Мэриэл закусила губу и взяла чашку.
— Я собираюсь поехать туда, — сказала она. — Я забронировала билеты на февраль.
— Правда? Но зачем, если ты так ненавидишь эту страну?
— Неправда! Да, конечно, у меня не самые светлые воспоминания о Новой Зеландии, но я знаю, что не все новозеландцы узколобые фанатики. Я встречала прекрасных людей.
— Что заставило тебя решить вернуться?
— То, что ты любишь эту страну, — сердито пробормотала Мэриэл. — Встретив тебя в Нью-Йорке со Сьюзан… — Она со стуком поставила чашку. — Что ты там с ней делал? — в ярости спросила она. — Вы ходили в Музей искусств. Она споткнулась, когда вы на улице спускались по ступенькам, а ты обнял ее за талию и поддерживал, пока вы не скрылись из виду.

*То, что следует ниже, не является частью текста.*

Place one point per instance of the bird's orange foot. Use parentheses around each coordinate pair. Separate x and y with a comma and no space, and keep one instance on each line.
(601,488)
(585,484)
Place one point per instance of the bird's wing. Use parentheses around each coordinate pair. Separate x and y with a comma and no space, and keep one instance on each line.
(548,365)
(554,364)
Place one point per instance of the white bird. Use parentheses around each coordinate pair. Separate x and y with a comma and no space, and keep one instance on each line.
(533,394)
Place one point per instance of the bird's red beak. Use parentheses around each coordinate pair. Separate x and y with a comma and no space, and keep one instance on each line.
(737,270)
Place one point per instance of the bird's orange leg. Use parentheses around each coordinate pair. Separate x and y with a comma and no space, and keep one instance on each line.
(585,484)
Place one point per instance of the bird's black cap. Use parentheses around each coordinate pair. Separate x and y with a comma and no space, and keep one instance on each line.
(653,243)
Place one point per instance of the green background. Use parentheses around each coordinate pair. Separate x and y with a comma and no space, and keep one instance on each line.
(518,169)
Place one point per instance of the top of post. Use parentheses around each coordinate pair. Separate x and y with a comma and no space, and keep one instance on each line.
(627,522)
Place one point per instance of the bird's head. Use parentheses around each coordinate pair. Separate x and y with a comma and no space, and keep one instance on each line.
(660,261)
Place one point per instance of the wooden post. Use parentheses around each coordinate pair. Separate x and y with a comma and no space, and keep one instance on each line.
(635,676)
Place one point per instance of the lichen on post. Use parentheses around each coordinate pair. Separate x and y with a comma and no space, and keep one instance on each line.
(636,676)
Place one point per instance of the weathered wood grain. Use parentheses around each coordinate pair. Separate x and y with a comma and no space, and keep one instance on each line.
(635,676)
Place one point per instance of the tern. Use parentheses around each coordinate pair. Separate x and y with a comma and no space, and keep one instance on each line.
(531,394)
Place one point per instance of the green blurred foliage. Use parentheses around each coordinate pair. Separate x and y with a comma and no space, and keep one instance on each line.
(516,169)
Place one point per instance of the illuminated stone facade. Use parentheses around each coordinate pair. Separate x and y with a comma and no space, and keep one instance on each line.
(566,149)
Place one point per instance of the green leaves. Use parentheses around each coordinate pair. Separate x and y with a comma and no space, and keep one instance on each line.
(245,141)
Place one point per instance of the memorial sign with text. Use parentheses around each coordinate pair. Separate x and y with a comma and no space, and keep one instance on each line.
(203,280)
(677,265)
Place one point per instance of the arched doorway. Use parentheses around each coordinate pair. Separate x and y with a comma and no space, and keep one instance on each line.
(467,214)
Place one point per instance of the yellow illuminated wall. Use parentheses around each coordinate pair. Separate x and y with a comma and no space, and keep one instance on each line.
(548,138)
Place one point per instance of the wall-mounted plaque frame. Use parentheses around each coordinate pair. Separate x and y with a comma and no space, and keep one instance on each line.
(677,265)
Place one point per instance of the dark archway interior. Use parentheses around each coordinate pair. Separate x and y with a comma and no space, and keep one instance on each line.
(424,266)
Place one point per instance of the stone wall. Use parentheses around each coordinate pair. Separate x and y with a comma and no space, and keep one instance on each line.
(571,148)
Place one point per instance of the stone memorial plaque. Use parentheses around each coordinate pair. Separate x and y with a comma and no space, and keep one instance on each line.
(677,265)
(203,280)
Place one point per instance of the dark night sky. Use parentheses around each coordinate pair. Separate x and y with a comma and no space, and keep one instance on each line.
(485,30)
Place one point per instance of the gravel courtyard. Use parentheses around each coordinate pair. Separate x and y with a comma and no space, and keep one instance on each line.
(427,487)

— Ты ревновала? — мягко спросил он.
Мэриэл, поколебавшись, смело взглянула на него:
— Я просто умирала от ревности.
— Хорошо. — Выпрямившись, Николас улыбнулся. — Теперь ты можешь хотя бы приблизительно представить себе, что я чувствовал, когда ты сравнила меня с Дэвидом Сентклером.
— Я никогда…
— Нет, именно так. Ты постоянно нас сравнивала. Больше того, ты ожидала, что я отвергну тебя так же, как он. Я не буду тебе описывать, как это меня злило.
Мэриэл заспорила:
— Я не уверена, что мои опасения по поводу твоей репутации были столь безосновательными, как тебе кажется.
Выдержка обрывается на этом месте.